¿Qué hacen los monstruos? ¿Qué daño causan a las simples almas que desean trabajar, crecer, vivir sus vidas?
El joven abogado Jonathan Harker lo descubrió en el castillo de Drácula.
Viajó a Transilvania desde Londres para concretar la venta de unas propiedades en la gran ciudad. En el trayecto vio hechos mágicos, escuchó leyendas, sintió un desasosiego ascendente.
Deseaba regresar a Londres para casarse con Mina Murray.
Pero Drácula lo retuvo en su castillo, elevado en el filo de un terrible precipicio, rodeado en el fondo de un mar de verdes bosques que surcaba una red de ríos plateados.
El prisionero descubrió que Drácula no comía ni bebía.
Los días pasaron dentro de aquel castillo de puertas cerradas. Una noche, atestiguó una escena increíble, tanto que pensó que era un sueño.
Una jauría de mujeres entró en su habitación. Una de ellas, hermosa y lasciva, se lamió los labios como si fuera un animal.
Jonathan sintió su respiración en la nuca y que estaba a punto de clavarse en su garganta.
Entonces una voz que, aunque era baja, casi como un susurro, cortó el aire y resonó en la habitación. Dijo:
“¿Cómo se atreven a tocarlo? ¿Cómo se atreven a colocar sus ojos cuando lo he prohibido? ¡Atrás! Este hombre me pertenece. No lo busquen o se la verán conmigo”. Era Drácula.

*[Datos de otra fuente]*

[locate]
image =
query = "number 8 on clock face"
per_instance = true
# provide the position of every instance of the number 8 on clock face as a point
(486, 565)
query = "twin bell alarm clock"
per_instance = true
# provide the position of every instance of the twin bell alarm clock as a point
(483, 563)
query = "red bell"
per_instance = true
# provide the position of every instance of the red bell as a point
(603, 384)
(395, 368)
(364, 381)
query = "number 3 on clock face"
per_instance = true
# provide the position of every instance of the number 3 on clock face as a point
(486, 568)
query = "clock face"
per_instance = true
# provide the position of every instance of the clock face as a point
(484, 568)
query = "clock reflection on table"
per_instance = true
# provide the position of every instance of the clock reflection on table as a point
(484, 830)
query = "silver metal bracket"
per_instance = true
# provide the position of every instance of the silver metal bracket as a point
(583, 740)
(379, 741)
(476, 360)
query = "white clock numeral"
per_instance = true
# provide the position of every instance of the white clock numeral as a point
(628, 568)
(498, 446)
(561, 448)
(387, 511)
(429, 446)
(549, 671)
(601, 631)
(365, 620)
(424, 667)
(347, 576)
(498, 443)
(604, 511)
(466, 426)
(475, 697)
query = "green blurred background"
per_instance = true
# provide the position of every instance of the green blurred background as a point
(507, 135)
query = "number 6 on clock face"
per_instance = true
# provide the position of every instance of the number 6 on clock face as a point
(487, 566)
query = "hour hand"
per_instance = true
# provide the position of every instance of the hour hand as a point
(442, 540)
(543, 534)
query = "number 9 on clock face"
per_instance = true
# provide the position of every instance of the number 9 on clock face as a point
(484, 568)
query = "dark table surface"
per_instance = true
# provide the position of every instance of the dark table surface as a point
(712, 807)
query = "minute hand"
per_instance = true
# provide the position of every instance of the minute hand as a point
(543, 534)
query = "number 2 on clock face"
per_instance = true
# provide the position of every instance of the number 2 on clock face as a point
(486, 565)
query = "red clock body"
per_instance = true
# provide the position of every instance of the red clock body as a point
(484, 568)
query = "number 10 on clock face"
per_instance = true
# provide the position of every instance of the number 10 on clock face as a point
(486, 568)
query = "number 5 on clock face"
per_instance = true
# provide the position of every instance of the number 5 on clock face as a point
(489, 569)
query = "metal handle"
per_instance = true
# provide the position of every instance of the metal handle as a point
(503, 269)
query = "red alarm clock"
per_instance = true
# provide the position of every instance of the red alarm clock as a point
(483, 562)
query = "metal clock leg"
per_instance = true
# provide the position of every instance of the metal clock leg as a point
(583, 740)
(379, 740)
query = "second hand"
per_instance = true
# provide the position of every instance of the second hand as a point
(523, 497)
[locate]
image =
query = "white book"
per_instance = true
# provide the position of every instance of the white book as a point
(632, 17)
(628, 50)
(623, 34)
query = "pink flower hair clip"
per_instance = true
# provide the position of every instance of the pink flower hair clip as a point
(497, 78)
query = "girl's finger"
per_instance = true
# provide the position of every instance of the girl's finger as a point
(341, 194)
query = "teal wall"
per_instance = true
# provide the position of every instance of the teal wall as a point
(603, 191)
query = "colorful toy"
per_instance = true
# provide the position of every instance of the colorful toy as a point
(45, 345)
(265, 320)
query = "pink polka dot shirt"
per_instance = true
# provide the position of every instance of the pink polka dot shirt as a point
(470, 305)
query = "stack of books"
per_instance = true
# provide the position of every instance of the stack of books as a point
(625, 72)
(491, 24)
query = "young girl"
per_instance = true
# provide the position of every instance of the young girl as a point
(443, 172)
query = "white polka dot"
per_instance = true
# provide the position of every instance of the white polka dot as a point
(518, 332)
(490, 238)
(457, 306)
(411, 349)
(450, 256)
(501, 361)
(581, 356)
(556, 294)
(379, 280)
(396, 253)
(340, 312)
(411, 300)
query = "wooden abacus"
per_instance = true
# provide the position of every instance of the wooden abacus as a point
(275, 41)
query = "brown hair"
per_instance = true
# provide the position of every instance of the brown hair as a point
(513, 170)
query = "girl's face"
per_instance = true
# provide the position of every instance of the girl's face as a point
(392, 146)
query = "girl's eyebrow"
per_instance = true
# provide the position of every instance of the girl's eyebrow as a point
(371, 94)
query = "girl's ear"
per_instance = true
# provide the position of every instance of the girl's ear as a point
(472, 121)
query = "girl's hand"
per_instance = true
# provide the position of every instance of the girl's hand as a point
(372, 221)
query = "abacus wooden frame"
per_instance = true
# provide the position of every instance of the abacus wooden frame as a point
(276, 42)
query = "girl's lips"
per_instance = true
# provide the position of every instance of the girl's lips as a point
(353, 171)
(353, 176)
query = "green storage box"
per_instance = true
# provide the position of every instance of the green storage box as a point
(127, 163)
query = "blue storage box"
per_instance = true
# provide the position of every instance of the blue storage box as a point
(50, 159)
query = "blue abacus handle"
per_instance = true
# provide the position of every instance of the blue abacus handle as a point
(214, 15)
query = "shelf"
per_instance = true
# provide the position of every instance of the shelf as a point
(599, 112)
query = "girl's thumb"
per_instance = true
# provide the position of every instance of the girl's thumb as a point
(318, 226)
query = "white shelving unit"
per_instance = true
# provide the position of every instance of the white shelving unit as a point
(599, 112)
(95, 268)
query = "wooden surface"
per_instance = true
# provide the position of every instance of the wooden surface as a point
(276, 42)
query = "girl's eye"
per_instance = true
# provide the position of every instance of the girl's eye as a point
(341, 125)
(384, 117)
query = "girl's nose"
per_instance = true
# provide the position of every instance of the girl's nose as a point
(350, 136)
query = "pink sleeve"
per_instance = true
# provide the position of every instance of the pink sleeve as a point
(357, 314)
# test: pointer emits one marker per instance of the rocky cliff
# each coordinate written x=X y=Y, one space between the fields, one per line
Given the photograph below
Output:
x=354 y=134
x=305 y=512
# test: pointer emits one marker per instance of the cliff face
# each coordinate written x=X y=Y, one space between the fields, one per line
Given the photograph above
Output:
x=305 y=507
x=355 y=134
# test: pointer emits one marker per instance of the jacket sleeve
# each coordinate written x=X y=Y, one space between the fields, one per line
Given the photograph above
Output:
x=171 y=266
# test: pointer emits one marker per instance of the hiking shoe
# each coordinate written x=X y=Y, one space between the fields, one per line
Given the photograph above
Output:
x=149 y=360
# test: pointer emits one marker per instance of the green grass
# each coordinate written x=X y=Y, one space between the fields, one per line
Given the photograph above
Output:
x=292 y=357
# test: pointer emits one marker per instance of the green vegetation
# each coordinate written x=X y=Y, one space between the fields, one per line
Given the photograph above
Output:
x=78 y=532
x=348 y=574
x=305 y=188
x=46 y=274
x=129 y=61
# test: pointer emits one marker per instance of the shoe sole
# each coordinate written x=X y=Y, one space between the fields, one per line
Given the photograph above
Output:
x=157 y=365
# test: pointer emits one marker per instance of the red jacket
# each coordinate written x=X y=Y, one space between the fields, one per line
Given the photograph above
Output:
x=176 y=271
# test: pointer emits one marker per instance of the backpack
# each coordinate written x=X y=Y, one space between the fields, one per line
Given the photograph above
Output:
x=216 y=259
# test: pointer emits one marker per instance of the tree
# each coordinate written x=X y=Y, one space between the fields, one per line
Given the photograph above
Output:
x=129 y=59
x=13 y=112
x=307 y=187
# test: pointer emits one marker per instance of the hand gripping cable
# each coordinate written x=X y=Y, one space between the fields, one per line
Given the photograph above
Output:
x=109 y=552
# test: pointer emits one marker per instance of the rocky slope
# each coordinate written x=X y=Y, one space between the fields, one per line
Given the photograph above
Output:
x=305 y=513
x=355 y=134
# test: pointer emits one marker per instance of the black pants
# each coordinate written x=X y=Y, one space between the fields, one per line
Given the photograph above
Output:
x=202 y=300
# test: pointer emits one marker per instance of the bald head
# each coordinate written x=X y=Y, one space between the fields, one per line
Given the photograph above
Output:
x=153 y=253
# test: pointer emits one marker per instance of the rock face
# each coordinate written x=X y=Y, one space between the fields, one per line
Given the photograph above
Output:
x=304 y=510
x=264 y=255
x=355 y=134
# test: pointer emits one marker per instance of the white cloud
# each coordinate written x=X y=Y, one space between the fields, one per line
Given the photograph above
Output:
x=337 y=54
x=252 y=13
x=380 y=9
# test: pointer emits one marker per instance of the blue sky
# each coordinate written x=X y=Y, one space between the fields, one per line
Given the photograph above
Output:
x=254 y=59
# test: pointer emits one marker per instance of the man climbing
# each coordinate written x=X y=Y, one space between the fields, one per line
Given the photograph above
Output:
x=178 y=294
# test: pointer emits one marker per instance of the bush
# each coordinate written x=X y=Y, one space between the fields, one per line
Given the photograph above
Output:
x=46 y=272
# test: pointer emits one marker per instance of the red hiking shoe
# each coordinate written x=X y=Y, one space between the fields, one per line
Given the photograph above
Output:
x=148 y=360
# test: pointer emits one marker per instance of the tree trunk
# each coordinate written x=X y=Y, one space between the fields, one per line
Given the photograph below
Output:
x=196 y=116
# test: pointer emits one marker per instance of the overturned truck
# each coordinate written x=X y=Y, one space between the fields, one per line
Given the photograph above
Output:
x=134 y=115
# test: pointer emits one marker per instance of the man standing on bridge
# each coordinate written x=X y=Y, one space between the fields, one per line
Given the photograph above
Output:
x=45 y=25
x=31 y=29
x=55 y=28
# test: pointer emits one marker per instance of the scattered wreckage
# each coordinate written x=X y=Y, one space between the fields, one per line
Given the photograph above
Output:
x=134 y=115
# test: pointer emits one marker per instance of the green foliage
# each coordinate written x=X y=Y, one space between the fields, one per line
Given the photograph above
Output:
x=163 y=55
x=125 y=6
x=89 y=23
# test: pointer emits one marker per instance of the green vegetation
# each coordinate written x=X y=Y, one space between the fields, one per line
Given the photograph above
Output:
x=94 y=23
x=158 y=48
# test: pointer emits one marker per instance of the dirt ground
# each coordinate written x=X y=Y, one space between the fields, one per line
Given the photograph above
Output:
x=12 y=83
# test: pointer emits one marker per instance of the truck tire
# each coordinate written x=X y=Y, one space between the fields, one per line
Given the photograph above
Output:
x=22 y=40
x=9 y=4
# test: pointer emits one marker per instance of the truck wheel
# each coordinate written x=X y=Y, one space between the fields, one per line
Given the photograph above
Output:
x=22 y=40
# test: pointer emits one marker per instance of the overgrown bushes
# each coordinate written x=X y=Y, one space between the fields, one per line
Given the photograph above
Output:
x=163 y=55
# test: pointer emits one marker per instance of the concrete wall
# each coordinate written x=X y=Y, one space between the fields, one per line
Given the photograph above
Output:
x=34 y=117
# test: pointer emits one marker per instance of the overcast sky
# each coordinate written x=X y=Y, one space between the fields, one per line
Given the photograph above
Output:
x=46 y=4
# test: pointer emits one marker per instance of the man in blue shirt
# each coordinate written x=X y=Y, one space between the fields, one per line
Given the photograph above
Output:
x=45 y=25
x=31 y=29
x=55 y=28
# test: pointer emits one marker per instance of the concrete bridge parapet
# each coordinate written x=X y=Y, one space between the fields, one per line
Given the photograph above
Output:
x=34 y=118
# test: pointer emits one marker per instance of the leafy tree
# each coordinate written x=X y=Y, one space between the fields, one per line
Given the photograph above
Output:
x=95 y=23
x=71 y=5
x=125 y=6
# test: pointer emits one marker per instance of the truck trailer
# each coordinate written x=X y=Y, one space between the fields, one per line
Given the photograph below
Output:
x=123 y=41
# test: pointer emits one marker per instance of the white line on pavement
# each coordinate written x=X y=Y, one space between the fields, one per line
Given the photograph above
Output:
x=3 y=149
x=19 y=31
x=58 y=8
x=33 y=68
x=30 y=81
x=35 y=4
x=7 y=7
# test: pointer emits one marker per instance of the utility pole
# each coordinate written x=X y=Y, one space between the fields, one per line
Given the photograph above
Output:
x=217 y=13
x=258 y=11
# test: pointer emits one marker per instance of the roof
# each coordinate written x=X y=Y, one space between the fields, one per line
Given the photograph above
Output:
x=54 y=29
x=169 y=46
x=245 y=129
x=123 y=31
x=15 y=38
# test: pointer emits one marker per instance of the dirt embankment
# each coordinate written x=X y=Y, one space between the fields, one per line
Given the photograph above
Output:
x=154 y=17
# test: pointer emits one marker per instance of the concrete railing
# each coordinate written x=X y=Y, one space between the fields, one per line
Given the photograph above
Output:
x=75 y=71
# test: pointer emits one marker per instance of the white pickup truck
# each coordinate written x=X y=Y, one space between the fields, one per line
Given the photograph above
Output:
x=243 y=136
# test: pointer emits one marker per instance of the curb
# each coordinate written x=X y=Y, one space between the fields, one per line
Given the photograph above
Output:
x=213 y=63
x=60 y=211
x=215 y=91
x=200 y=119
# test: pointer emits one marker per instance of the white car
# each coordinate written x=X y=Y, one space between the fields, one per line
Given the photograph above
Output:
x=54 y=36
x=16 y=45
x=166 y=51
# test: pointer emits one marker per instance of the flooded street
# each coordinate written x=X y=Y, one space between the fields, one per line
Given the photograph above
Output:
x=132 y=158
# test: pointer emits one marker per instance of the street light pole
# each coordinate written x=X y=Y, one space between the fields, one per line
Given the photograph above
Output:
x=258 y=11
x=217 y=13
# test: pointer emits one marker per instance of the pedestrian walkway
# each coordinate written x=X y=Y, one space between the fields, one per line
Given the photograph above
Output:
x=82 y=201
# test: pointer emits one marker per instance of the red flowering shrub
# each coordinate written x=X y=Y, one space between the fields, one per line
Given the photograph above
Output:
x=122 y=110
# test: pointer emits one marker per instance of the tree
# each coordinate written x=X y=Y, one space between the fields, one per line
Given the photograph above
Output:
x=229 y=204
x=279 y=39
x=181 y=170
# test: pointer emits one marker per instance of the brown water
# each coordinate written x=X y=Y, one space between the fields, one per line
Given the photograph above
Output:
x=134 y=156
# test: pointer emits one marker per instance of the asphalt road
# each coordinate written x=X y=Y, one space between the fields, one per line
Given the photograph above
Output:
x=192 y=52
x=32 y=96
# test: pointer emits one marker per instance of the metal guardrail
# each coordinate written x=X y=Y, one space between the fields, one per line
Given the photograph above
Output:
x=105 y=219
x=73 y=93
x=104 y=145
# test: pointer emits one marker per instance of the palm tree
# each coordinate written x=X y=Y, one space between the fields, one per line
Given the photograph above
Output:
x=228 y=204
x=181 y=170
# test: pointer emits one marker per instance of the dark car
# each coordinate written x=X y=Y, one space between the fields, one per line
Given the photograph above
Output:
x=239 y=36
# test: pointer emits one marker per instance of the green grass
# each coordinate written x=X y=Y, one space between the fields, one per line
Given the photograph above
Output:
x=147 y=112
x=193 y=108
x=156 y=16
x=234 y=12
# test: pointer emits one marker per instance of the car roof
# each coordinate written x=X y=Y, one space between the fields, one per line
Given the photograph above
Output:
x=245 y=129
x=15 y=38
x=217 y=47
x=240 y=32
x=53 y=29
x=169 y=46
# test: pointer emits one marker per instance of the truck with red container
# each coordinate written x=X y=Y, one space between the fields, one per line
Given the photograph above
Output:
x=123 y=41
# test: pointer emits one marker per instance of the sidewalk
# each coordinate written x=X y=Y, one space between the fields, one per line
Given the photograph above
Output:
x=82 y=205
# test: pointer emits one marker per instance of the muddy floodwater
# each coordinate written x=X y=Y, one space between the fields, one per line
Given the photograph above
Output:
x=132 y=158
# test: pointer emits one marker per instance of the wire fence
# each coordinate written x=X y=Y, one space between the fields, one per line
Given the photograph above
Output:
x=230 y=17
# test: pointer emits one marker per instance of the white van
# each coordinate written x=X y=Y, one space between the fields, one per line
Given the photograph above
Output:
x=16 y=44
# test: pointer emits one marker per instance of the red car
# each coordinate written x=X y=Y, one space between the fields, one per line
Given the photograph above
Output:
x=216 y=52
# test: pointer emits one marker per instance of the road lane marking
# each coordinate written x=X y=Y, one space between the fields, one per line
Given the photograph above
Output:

La mujer hermosa, con una mueca de rivalidad, tornó la cabeza y respondió: “Tú nunca has amado, ¡nunca!”.
Las otras mujeres se habían reunido en torno y una risa inerte, dura y sin alma resonó en el cuarto.
Entonces el conde giró la cabeza y, después de ver a Jonathan con atención, dijo como si murmurara: “Sí, yo también puedo amar; ustedes mismas lo han visto.
¿No es así? Bueno, les prometo que, cuando termine con él, lo podrán besar de acuerdo con su voluntad. ¡Ahora váyanse! ¡Fuera!”
Una de ellas dijo: “¿Es que no habrá nada para nosotras esta noche?”
Luego apuntó hacia un saco que el conde había arrojado al piso y que se movía como si algo vivo estuviera dentro.
Él asintió con la cabeza.
Una de las mujeres abrió el saco. Jonathan escuchó un jadeo y un gemido tenue, como los de un niño parcialmente sofocado.
Las otras mujeres se acercaron y Jonathan, sumido en el terror, las vio a todas desaparecer. Se fundieron con los rayos de la luna, escurriéndose por la ventana.
Jonathan vio la oscuridad: las vagas sombras justo antes de que se desvanecieran por completo.